Whitepaper

Pyth addresses the challenge of providing timely, high-quality financial market data on-chain by incentivizing first-party sources and aggregating their prices into robust feeds. Its pull-based cross-chain architecture significantly reduces costs by letting consumers pay only when they need an update, and frequent batching via Pythnet supports low-latency delivery at scale. However, a major concern is the unclear token utility for PYTH, since fees are paid in target-chain tokens and there is no direct mechanism driving demand for the native asset.

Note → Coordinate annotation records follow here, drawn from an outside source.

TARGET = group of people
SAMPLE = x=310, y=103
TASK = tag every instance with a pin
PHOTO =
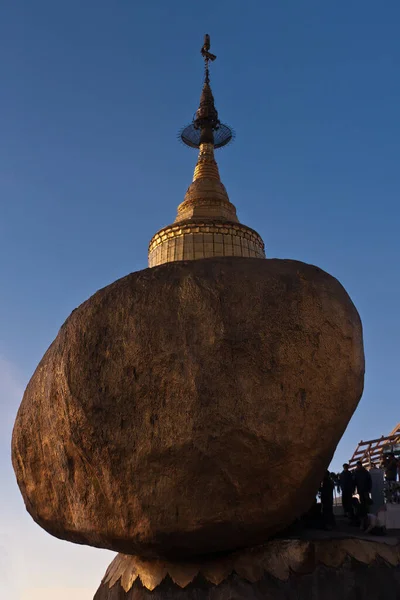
x=359, y=481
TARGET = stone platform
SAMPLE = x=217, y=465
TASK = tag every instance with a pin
x=326, y=566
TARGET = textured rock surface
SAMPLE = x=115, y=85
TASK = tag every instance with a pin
x=190, y=408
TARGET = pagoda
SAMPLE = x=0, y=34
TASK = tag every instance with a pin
x=206, y=224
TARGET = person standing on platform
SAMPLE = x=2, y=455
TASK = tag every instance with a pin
x=326, y=491
x=363, y=482
x=378, y=487
x=346, y=481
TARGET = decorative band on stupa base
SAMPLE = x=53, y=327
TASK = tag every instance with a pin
x=194, y=240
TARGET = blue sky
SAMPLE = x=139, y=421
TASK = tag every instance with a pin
x=92, y=95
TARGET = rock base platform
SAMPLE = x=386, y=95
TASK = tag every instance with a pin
x=286, y=569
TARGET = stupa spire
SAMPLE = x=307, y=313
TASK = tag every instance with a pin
x=206, y=224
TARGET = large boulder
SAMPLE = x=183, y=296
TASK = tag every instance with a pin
x=190, y=408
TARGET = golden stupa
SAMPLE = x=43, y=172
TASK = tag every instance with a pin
x=206, y=224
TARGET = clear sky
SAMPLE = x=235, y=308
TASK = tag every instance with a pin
x=92, y=95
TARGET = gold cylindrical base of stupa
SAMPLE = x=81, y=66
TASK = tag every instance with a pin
x=194, y=240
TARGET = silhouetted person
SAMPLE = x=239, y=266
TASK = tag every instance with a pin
x=363, y=482
x=346, y=481
x=326, y=490
x=390, y=468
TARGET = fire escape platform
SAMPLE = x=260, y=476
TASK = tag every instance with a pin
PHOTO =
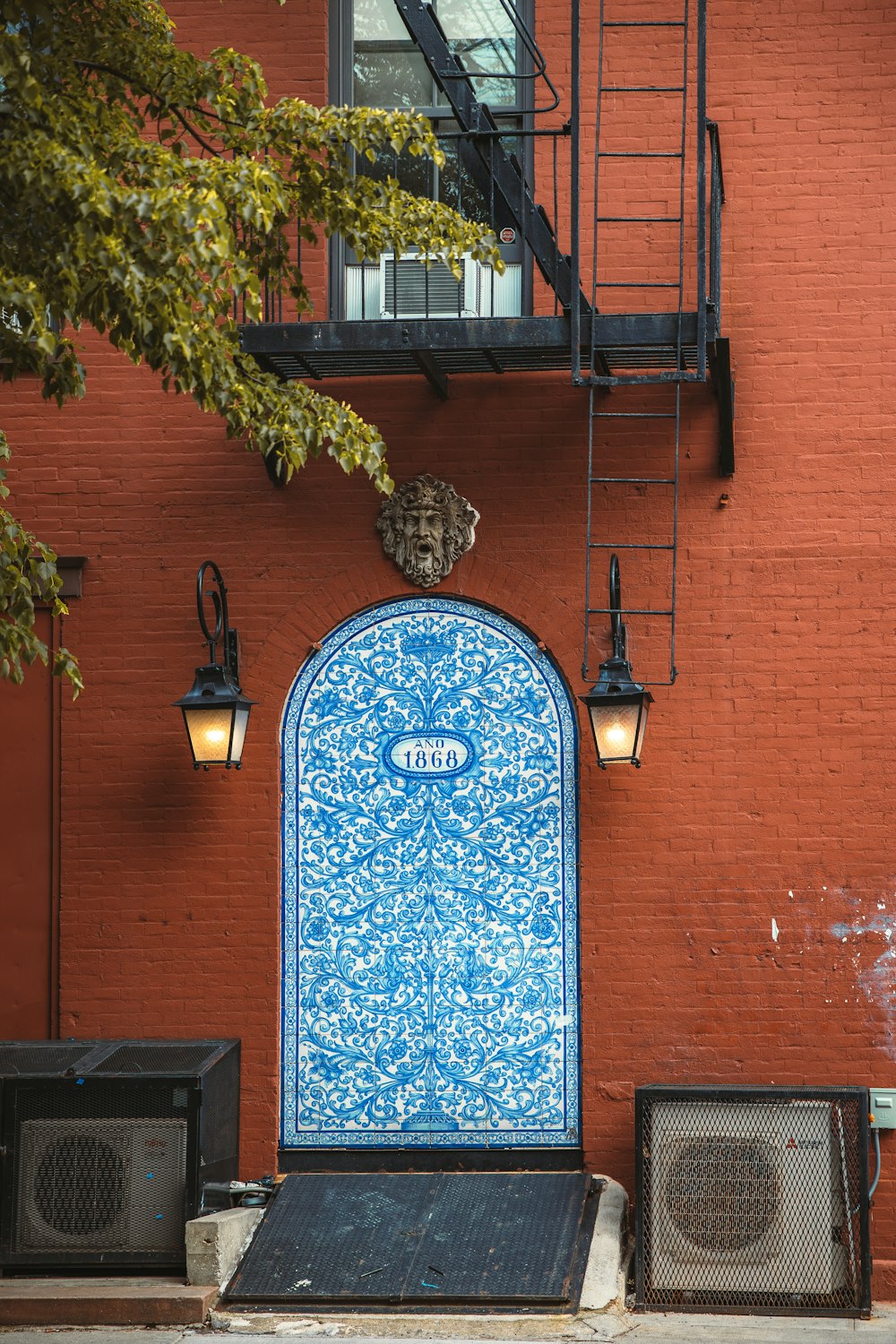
x=624, y=344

PYTH is the governance and incentive token of the Pyth oracle network with a fixed 10B supply. Tokenomics emphasize ecosystem growth (52%) and publisher rewards (22%), while fees for price updates are paid in native chain tokens rather than in PYTH. There is no specified staking, fee share, buyback, or burn—making current PYTH utility primarily governance-oriented with limited direct value capture. Distribution started with 15% unlocked at launch and four major unlock cliffs for the remaining 85% at 6/18/30/42 months. Two cliffs (6 and 18 months) have already occurred, placing circulating supply near 57.5% and aligning with observed data. Two large unlocks remain in May 2026 and May 2027 (each ~21.25% of total supply). On-chain concentration among top wallets is high, which, combined with the remaining cliffs, represents material future sell-pressure risk. Valuation-wise, FDV/MC ~1.74 suggests moderate remaining dilution; however, the absence of explicit value capture likely warrants a conservative stance relative to oracle peers with stronger token-linked utility.